Mit einem berührenden und würdevoll gestalteten Festakt wurde die Ausstellung „Butter, Vieh, Vernichtung“ in der denkmalgeschützten Allgäuhalle eröffnet.

Kempten – Eine passendere musikalische Formation als das Trio WellCaru, bestehend aus Matthias Well, Maria Well und Vladislav Cojocaru (er spielte bereits in Kempten: 2020 im Duo mit Tuija Komi im Haus International) hätte man für diese Veranstaltung kaum finden können. Die deutsch-französisch-moldawische Formation lässt in ihrem Repertoire klassische Werke mit Tango und ungarischer Musik verschmelzen. Nehmen wir beispielsweise ihre „Gloomy Sunday“-Interpretation: Das 1932 komponierte Lied (ursprünglich „Szomorú vasárnap“) des jüdisch-ungarischen Komponisten Rezsö Seress, der später auch selbst als Arbeitsdienstler Zwangsarbeit an der Front leisten musste, zog in Europa und Amerika Millionen von Menschen in seinen Bann und löste heftige Emotionen aus.

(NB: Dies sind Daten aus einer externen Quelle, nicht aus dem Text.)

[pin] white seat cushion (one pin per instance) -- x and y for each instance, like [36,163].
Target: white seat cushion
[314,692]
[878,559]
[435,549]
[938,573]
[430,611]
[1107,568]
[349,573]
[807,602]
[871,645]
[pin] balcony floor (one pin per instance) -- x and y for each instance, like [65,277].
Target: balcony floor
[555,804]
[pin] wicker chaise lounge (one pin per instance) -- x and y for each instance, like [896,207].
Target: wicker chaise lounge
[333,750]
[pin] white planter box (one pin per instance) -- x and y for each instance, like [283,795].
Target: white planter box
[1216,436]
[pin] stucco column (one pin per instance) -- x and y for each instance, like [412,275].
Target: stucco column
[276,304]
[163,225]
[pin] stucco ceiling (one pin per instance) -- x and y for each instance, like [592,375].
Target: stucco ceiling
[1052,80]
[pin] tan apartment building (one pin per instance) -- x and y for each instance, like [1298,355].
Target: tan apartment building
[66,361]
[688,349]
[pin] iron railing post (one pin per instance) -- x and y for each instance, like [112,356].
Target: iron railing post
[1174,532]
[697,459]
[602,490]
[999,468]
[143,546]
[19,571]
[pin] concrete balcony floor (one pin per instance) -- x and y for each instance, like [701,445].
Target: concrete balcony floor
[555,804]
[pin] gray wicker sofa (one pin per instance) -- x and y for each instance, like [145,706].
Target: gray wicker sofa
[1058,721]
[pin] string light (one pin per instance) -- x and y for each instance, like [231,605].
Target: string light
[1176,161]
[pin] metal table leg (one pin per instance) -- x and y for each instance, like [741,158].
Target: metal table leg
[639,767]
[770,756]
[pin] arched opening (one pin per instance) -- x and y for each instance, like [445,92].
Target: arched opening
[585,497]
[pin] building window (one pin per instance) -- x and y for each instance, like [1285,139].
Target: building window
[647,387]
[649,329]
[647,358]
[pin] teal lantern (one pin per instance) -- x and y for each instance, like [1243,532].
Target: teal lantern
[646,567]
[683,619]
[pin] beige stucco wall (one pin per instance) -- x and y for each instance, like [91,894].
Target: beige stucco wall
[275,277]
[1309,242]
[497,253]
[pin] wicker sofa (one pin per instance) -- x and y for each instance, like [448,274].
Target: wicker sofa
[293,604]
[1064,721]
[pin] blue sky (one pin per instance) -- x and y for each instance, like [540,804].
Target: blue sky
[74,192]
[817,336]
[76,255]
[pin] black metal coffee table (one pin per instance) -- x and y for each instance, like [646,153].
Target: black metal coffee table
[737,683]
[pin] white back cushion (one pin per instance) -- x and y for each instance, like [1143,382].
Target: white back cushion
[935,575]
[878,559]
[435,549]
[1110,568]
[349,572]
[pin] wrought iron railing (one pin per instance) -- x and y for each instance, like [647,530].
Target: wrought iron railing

Trio WellCaru in der Allgäuhalle in Kempten
Das Trio WellCaru, bestehend aus (von links) Matthias Well, Maria Well und Vladislav Cojocaru, bereicherte mit seiner Musik die Veranstaltung. © Lajos Fischer

Um das Thema Emotionen kreisten fast alle Beiträge des Festaktes, verbunden mit der Hoffnung, dass diese Ausstellung, in ein reichhaltiges Rahmenprogramm und in einen Partizipationsprozess eingebette, die „emotionale Bindungskraft“ entfalten lässt, die „eine stabile Demokratie braucht“ (Johannes Hillje: Mehr Demokratie wagen, Piper 2025). Man hörte aus den Beiträgen die Erkenntnis heraus, dass man gegen die effektiv polarisierende Emotionalisierung der extremen Rechten mit dem typisch deutschen „Pathos der Nüchternheit“ (Wolfgang Schäuble) nicht mehr ankommt, sondern dass die Gesellschaft „ein Wir, das wärmt“ (Hillje) braucht. Und man hofft, dass das gemeinsame Erinnern dieses Wir-Gefühl herstellen bzw. stärken könne.

Das Butterbrot als Symbol für die Verbundenheit mit der Vergangenheit und mit Europa

Wie einfach das geht, zeigte Ausstellungsinitiatorin und Projektleiterin Dr. Veronika Heilmannseder am Beispiel des Butterbrots, dessen Bild die Alltagskultur aller europäischer Länder prägt. Menschen fühlen sich verbunden, wenn sie sich ein Brot teilen: Im April 1941 bat Alois Stöckle in einem Feldpostbrief seine Familie in Unterthingau, ihm wieder Butter an die Front zu schicken, weil er den größten Teil aus der letzten Sendung mit seinen Kameraden geteilt habe. Menschen fühlen sich jedoch ausgeschlossen, wenn sie nichts abbekommen dürfen: Das Mädchen Hanna Mayer in Fellheim versteht nicht, warum sie in der Dorfmolkerei Hausverbot hat, nur weil sie Jüdin ist. In den Berichten ehemaliger KZ-Häftlinge ist von einem Stück Glück die Rede, wenn sie beschreiben, dass sie eine Portion Margarine erhalten haben.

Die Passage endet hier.